Trying to get my life back together I am finally going each week to Polcho, the aldea where I am doing the hygiene project with the Colgate grant. I absolutely love going and the 30 minute walk each way is beautiful…or so I thought until I got a different view of it today. I went again with Cinthia, one of the nurses at the health center and a good friend, and we were chatting the entire way about different ideas for activities and charlas for these kids during the rest of the school year. When we got there they were really excited to see us and it was obvious they have learned how to correctly brush their teeth since they now volunteer to demonstrate in front of the class and are not afraid of shouting out the next steps during the demonstrations. They’re getting a lot better at actually brushing as well as evidenced by the significant decrease in toothpaste and drool on the ground and on their clothes. I took a great video but have been having problems posting it, so hopefully it will be up soon.
After they finished brushing, showing me their pearly
whites, and playing a game, Cinthia and I finally headed out to go back to Antigua. The kids really like to walk partway with us (and we like it too even though it turns into a battle of wills when it comes to how far they can go) and it took forever to get them to turn around to head back to school. We tried everything until Cinthia saw some cows coming and hollered back to warn them and they finally took off running for the school. That may be something we have to try again. Anyway, as we were passing the man who was walking with the cows warned us that the path was not in a good state. We thanked him but continued on since we didn’t want to head back to the original path because we were going to take a shortcut.

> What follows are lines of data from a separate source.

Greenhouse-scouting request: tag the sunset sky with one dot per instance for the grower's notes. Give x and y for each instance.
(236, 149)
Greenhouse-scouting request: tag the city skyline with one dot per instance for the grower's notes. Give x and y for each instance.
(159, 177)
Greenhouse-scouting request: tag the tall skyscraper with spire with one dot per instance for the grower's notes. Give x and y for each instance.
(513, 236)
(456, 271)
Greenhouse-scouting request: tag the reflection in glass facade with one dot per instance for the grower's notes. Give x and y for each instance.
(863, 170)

About 50 feet later, we saw exactly why he was warning us. The entire path had turned into grey mud that was mixed with cow poop and who knows what else. We kept going and started to step on the rocks so we wouldn’t slip. I was following Cinthia a little too closely so decided to step on a different rock than she had. I have no idea what exactly what it was I saw, but it definitely wasn’t a rock. My foot immediately fell a foot down into the goop and as I tried to hurry out, I tripped, my other foot and almost entire leg sank down into more mud, and my right shoe came off, stuck in the mud in the first place I stepped, still a foot down. Having at least one free leg I reached dry land only to crash into a thorn bush. Picking out the thorns and laughing, I tried to tell Cinthia that my shoe had fallen off, but she could barely even tell since my foot was now black, the same color of the shoe. When she finally saw that I had lost it and saw where it was, she went back in the mud in her starch white nurses uniform to dig it out.
Covered in mud while she only had a little on her, we slowly made it to another village on the way where her aunt gave me some water to clean myself off as all the school children were watching, mesmerized. I don’t think they’ve seen many gringas walk into the school with mud and cow poop up to their knees as well as on their hands and arms. After taking the long way back since after all that we completely missed the shortcut, we finally got back to Antigua to make a work plan for the rest of the school year but ended up putting it off until Thursday. I had to get home to take a bucket bath.